Our popular consciousness likes action and resolution and we like it in compact units. Baseball has suffered with the short attention spam of the public, but at least it has innings divided into quantifiable parts. We like to see our sports with these short periods of activity followed by commercials and bathroom breaks. We are not used to seeing an hour and a half of continuous play.
American sports fans like the ability to have breaks in the action to go to the kitchen, the bathroom and to talk about what happened on a play. The pacing of soccer games and broadcasts leave most Americans viewers feeling disconnected. Continuous action and little scoring is not at the core of most of our sports. Hockey has continuous action and little scoring, but it is punctuated by fighting and violent collisions.
In 1994, when I represented the U.S. soccer team, which was training in Mission Viejo for the World Cup, they seemed incredibly attractive and marketable. Players like Alexi Lalas, Tony Meola, Cobi Jones, John Harkes, Tom Dooley and Paul Caliguiri were handsome, homegrown athletes who embodied traditional values of self-discipline, courage and teamwork. They were the most successful team on the field that this country had ever seen at that point.
But their success didn't transfer to Major League Soccer, which debuted in 1993. The upstart Major Indoor Soccer League, which started in 2001, had more scoring and a shorter duration. It seemed to be a version of soccer that would finally popularize the sport here.
I went to the producer for ABC which was televising the games and asked if there was any way to modify the broadcasts to fit American tastes.

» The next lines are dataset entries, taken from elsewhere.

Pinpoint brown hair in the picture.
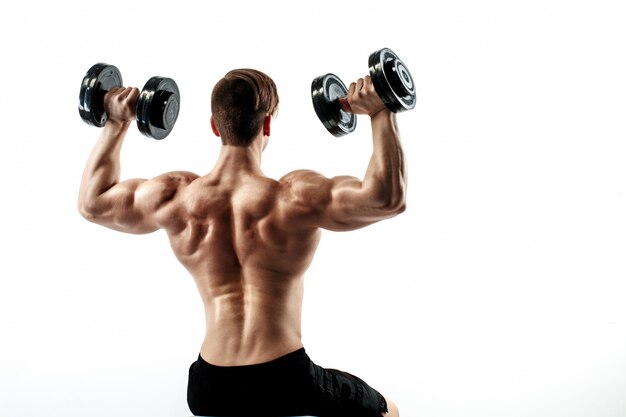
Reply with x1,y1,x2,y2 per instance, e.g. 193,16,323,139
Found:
211,69,279,146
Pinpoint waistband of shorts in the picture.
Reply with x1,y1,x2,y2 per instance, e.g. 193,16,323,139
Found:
194,347,310,375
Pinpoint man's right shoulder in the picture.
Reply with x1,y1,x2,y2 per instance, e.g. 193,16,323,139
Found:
279,169,326,184
278,169,332,211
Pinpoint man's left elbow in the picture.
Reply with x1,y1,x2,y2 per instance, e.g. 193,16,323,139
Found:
77,197,102,223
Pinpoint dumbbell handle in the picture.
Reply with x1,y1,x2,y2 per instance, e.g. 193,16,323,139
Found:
334,85,386,117
337,97,352,113
98,81,176,131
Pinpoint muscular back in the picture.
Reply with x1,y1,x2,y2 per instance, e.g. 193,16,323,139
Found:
171,172,320,280
161,169,322,365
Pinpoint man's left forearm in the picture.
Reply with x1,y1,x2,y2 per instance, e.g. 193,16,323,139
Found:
78,120,131,215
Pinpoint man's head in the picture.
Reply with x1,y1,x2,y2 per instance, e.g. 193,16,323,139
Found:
210,69,279,147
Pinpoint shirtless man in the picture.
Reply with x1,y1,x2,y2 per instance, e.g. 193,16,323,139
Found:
78,68,406,417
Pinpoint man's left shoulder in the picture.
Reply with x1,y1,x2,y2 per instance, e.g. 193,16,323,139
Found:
155,171,200,185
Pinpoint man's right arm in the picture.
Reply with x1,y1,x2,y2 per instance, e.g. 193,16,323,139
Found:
281,78,407,231
325,109,406,230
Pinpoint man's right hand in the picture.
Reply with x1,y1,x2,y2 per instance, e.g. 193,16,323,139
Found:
104,87,140,124
338,75,387,118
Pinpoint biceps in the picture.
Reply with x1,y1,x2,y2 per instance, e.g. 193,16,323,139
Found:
82,180,160,234
284,173,392,231
312,179,377,230
321,188,383,231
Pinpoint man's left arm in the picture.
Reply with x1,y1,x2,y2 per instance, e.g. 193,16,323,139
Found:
77,87,194,234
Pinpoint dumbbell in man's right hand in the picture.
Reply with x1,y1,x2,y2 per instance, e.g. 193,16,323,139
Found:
338,76,387,118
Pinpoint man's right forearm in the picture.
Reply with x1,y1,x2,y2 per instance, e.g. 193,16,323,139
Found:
361,110,407,212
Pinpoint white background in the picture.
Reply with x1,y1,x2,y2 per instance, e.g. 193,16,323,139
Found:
1,1,625,416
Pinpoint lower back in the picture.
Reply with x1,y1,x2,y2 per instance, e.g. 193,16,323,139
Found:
198,276,305,366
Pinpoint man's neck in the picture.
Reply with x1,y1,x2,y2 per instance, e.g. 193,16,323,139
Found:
213,135,265,175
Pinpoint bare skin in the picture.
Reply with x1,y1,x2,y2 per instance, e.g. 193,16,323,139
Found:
78,76,405,417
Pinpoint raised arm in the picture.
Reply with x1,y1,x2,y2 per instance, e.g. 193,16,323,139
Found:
77,87,196,234
282,76,407,231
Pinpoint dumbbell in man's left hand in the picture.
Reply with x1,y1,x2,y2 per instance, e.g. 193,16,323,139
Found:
104,87,140,125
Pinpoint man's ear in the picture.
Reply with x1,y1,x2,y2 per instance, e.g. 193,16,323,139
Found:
263,115,271,137
210,116,220,137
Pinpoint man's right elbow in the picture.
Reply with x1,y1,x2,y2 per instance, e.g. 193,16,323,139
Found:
378,192,407,217
394,200,407,215
388,198,407,216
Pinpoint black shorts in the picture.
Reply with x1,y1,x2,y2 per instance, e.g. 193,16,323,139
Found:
187,348,388,417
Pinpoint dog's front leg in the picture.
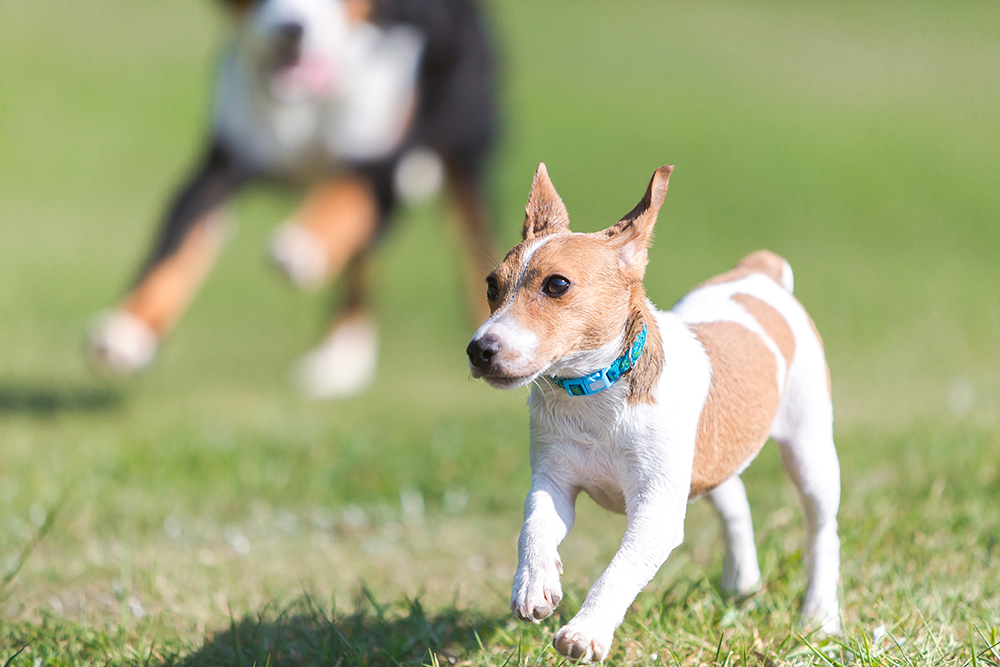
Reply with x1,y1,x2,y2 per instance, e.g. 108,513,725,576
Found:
511,473,577,623
554,490,685,663
89,142,247,374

He replied that the rest of the world was in love with the format and I was speaking heresy.
The MILS folded in 2008.
When I recently wrote an opinion piece for the New York Times suggesting ways to change rules and broadcasts of soccer, the reaction from soccer purists was frightening.
I was afraid my children would grow up fatherless if I mentioned the subject again.
So while the NFL is by two to one the most popular sport in this country, to the rest of the world football means soccer.